ブリヂストンが「脱普通タイヤ」を急ぐ理由 大手4社とも戦略商品の強化に本腰
資源価格の低迷の影響により、鉱山は石炭鉱山を中心に低操業が続いている。下期には上向く想定だったが、上期同様に前年同期比5%減へと見直した。利益率のいい商品だけにこの落ち込みは収益にもろに響く。ほかに新車用タイヤでは、国内の乗用車用と北米のトラック・バス用が振るわなかった。国内の新車用タイヤが振るわなかったのは、上期に熊本地震の発生や特殊鋼メーカーの工場火災があり、完成車メーカーの減産があったため。
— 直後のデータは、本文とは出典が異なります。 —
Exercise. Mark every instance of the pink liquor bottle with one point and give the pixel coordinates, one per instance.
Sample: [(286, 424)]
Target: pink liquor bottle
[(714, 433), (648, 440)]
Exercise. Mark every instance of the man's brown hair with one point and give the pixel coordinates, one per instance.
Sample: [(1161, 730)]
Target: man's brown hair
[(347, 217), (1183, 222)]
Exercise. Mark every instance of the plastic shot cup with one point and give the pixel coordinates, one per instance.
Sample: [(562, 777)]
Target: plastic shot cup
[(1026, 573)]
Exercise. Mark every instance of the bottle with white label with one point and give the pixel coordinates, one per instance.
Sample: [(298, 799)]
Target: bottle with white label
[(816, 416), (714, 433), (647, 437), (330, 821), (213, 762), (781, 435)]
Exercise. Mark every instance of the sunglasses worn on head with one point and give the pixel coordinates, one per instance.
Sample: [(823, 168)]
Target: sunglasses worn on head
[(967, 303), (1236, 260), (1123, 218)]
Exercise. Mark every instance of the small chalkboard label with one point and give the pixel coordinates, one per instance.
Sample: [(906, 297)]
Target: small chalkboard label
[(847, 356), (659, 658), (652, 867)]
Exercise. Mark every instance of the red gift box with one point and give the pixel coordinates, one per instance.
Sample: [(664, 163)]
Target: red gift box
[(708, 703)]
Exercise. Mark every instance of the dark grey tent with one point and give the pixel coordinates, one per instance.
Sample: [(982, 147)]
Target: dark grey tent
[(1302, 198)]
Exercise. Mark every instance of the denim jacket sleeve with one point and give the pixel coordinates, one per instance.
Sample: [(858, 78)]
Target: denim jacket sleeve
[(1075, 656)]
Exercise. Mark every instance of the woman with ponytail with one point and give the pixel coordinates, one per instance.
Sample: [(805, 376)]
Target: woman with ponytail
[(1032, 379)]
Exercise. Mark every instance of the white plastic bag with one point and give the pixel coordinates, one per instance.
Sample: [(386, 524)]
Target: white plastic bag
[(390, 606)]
これは各社共通して影響を受けたマイナス点だった。
今期は営業微増益見通しで最高益更新を計画していたブリヂストン。江藤彰洋副社長は「為替や原料価格など、後ろから押してもらう状況ではなくなり、真の競争力が問われている」と説明。今後は「戦略商品をしっかり売り切っていくことが重要」とした。
確かにブリヂストンの地産地消の比率は高まっている。「事業を作り込んできた」(江藤副社長)効果は現れており、今上期の営業利益率は13.3%と、前上期の12.8%からむしろ向上している。
最も減益率が大きかった横浜ゴム
ブリヂストン同様、北米のトラック・バス用タイヤで苦しんだのが、横浜ゴムだ。米国の国際貿易委員会(ITC)が、中国製タイヤに対し、アンチダンピング関税を課すと決めたことによって、関税導入前の駆け込みで大量の中国製品が流入。価格下落のタイミングで、トラック・バス用を生産する北米工場を立ち上げたのが、横浜ゴムだった。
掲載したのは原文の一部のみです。